Luckily, for me, having a baby is at least a few years down the road yet. Maybe (or hopefully?) by (meaning before) 35. I guess maybe my conflicting thoughts on that topic are because… Right now? I’m not ready (obviously); I don’t want that at this very moment. You all have fun having your children; I’ll be a happy observer for now!! I’m sure that when the time is right, I won’t feel conflicted. I know I’ll want to have a baby. I’ve wanted nothing more than to be a mother my entire life. I can’t imagine that losing weight has changed me so much inside that I’d sacrifice that for my appearance…. I really don’t think that’s me.

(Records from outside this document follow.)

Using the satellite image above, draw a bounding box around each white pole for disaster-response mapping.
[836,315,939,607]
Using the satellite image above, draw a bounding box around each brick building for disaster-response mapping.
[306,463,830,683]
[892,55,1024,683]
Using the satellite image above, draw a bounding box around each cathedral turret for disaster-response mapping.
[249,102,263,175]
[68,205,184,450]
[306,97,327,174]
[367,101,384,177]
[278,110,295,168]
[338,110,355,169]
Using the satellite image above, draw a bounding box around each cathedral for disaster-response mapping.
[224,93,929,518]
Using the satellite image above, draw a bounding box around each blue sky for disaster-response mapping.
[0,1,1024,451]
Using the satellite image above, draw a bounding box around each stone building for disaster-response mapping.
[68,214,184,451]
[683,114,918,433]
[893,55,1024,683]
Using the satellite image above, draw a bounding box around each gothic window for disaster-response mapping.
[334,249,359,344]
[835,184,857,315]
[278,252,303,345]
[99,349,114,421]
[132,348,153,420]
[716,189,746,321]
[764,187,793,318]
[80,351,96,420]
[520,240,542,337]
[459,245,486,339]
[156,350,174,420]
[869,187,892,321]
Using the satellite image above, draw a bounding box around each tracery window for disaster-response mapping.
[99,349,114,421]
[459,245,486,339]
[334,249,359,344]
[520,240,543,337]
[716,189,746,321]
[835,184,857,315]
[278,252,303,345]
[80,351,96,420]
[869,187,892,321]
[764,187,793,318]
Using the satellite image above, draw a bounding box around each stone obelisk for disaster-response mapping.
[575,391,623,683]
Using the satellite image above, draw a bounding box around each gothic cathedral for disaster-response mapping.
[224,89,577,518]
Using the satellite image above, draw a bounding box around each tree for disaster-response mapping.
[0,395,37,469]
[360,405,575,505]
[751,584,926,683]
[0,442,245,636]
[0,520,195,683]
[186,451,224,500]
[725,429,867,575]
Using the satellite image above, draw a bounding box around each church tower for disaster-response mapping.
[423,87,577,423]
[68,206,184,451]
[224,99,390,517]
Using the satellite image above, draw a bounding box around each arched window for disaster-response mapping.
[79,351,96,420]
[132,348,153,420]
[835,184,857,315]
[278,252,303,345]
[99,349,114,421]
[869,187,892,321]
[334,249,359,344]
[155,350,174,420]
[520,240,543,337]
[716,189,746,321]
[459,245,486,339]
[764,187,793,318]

As I sit here I can’t help but think… Does this blog make me sound totally selfish? What kind of a person won’t get married or have children until they reach a certain size? Is that normal? Or am I some sort of a monster?

Please tell me that’s normal…There’s a part of me that wishes I could go back… That I could go back and have never gained weight. That I’d be average. That I didn’t spend the majority of my 20s stuck in a body that I hated…Insecure, afraid, and keeping the real me inside; hidden from those who may reject me. Only my family and close friends could see the real me. Sometimes I didn’t even fully open up to them. What if I had spent my 20s as an average size person? Maybe I’d have had the confidence to do the things I wanted to, but was too afraid to. Maybe I’d have the strength and courage that I was lacking then but have now. Sometimes I don’t feel like I’m ready to be a grown-up, but I AM a grown-up. I can’t go back. No one can. Now I have to figure out a way to make my two plans merge together and become one greater plan. I guess I have some thinking (and work!) to do.